There is no point in pulling the SD card out of the board, and inserting it into the card reader of a computer or laptop to write files to the card. This may take too much time. In addition, frequent plug / unplug may break the SD card slot in the card or laptop. I recommend configuring U-BOOT so that the necessary files are downloaded from the network from the TFTP server.

The board has a UART-to-USB connector for connecting it via a USB cable to the developer's computer. I open the terminal program, for example, PUTTY, and turn on the board. We immediately see how the messages from the U-BOOT ran in the terminal. Download can be interrupted if you immediately press any key in the terminal.

I added some variables to the U-BOOT environment:

ethaddr=fe:cd:12:34:56:67 ipaddr=10.8.0.97 serverip=10.8.0.36 xfpga=tftpboot 100 socfpga.rbf; fpga load 0 100 $filesize; run bridge_enable_handoff; tftpboot 100 socfpga.dtb xload=run xfpga; tftpboot 8000 zImage; bootz 8000 – 100

On the computer of the IP developer 10.8.0.36 I installed the TFTP server. In the / tftpboot folder, I store socfpga.rbf (Raw Binary File) - the result of compiling the SoC FPGA project in Quartus Prime.

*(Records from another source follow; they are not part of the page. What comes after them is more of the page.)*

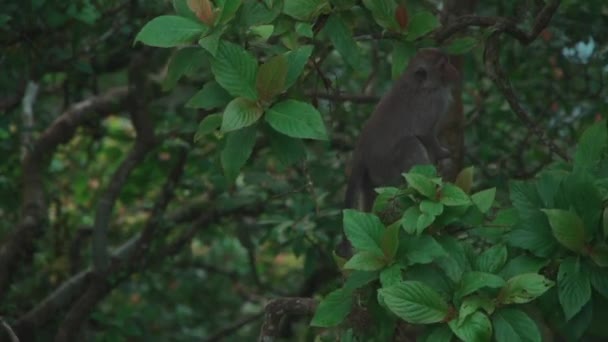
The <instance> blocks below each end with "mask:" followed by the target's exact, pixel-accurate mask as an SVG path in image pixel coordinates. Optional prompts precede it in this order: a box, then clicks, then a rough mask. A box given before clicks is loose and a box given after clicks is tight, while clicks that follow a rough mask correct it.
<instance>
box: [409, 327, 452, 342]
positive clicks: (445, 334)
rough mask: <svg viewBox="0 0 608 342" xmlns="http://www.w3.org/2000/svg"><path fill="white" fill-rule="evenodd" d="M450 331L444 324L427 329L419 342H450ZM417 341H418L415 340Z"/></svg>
mask: <svg viewBox="0 0 608 342" xmlns="http://www.w3.org/2000/svg"><path fill="white" fill-rule="evenodd" d="M453 335H454V334H452V331H451V330H450V327H448V326H447V325H446V324H443V325H440V326H436V327H429V329H428V331H427V333H426V334H425V335H423V336H422V338H421V340H420V342H451V341H452V336H453ZM416 341H418V339H417V340H416Z"/></svg>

In addition, I also store socfpga.dtb in the same folder - the corresponding Device Tree Blob and Linux kernel zImage file.

Now, when I turn on the power on the board, I immediately interrupt the normal download by pressing any key in the terminal and enter the command:
>run xload

With this command, U-BOOT downloads the necessary files from the TFTP server, initializes the FPGA with the latest compiled image of the project and loads my last zImage. Quick and easy. When I make a change in the FPGA project, I compile the project with a quarter, copy the result to the / tftpboot folder. In the same way, I compile the Linux kernel, I copy the result of the compilation to the / ftfpboot folder. Reboot the board, do a “run xload” and now you can try to debug the new system.

2. Try to find the opensource example of the SoC-HPS project as similar as possible to what you are going to do.

Captain obvious. Of course, a competent engineer can do everything from scratch. However, you can save some time by finding the source of a project similar to the one you are going to do.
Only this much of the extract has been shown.